The above mentioned, the step S110 of obtaining the generic model includes at least two ways, and the second way is further illustrated below:
in some implementations, the generic model can be obtained as follows:
Step A: acquiring an original general model; the original general model is a pre-trained language model in the general field, for example, a BERT chinese model published by Google corporation, a ERNIE model published by hundred degrees corporation, etc., and the ERNIE model may be preferentially selected in the chinese environment.
And (B) step (B): acquiring a third corpus and a fourth corpus; the third corpus is the corpus in the general field, and the fourth corpus is the corpus in the target field. Regarding the obtaining of the third corpus and the fourth corpus, reference may be made to step S120, but it should be noted that, since the generic model is not related to a specific task, the fourth corpus may directly select the data in the target domain, and the problem of adapting to the target task is not involved.

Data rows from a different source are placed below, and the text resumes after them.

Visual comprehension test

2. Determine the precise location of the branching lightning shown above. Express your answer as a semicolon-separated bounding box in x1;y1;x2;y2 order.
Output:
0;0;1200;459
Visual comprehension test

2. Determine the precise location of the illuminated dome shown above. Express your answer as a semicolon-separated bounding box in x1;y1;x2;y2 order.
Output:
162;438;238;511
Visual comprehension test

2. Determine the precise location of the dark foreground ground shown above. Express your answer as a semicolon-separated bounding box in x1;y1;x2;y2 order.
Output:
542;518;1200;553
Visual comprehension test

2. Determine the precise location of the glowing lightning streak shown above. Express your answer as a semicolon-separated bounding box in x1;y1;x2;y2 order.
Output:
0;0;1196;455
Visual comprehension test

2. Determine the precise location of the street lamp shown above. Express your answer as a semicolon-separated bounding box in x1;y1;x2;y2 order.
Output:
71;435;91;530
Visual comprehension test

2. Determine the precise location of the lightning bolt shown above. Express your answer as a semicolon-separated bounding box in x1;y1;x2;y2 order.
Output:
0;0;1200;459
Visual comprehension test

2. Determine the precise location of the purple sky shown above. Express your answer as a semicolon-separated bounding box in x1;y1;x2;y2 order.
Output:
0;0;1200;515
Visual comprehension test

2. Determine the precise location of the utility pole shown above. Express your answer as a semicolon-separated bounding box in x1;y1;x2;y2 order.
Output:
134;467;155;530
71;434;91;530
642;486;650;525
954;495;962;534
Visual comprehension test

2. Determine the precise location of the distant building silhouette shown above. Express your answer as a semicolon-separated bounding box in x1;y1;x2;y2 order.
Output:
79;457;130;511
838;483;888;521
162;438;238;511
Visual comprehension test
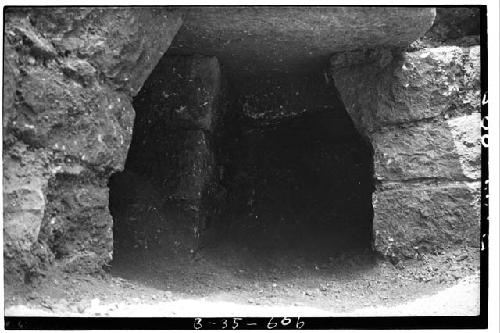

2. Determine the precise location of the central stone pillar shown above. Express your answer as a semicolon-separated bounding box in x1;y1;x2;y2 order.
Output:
112;56;221;257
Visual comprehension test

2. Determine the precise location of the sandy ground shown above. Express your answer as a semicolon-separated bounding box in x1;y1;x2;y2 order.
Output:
5;275;479;317
5;249;479;317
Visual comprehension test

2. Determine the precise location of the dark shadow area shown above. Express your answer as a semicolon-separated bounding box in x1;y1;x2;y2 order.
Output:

Step C: and determining a second data ratio based on the difference between the third corpus and the fourth corpus, and mixing the third corpus and the fourth corpus according to the second data ratio to obtain second training data.
This step can be implemented with reference to step S130, and the description will not be repeated. It should be noted, however, that the second training data and the first training data are still different in form, as the first training data is directed to the downstream target task and the second training data is used by the upstream pre-training task, e.g., each sample in the second training data may comprise two consecutive sentences.
Step D: and training the original universal model by using the second training data to obtain the universal model.
This step may be implemented with reference to step S140. Or its learning rate may be adjusted in a simple manner, such as by attenuating the learning rate by 70% of the previous after each training round (training data is all used once defined as one round), etc.
The method is characterized in that the general model is obtained by carrying out parameter fine adjustment on the original model, the second training data used by the general model is similar to the first training data, the second training data is also composed of data in the general field and data in the target field, and the proportion of the data is similar to that of the first training data, so that the general model can be compatible with the field and the general purpose, the quality of the general model is higher, and the training of the follow-up special model is facilitated.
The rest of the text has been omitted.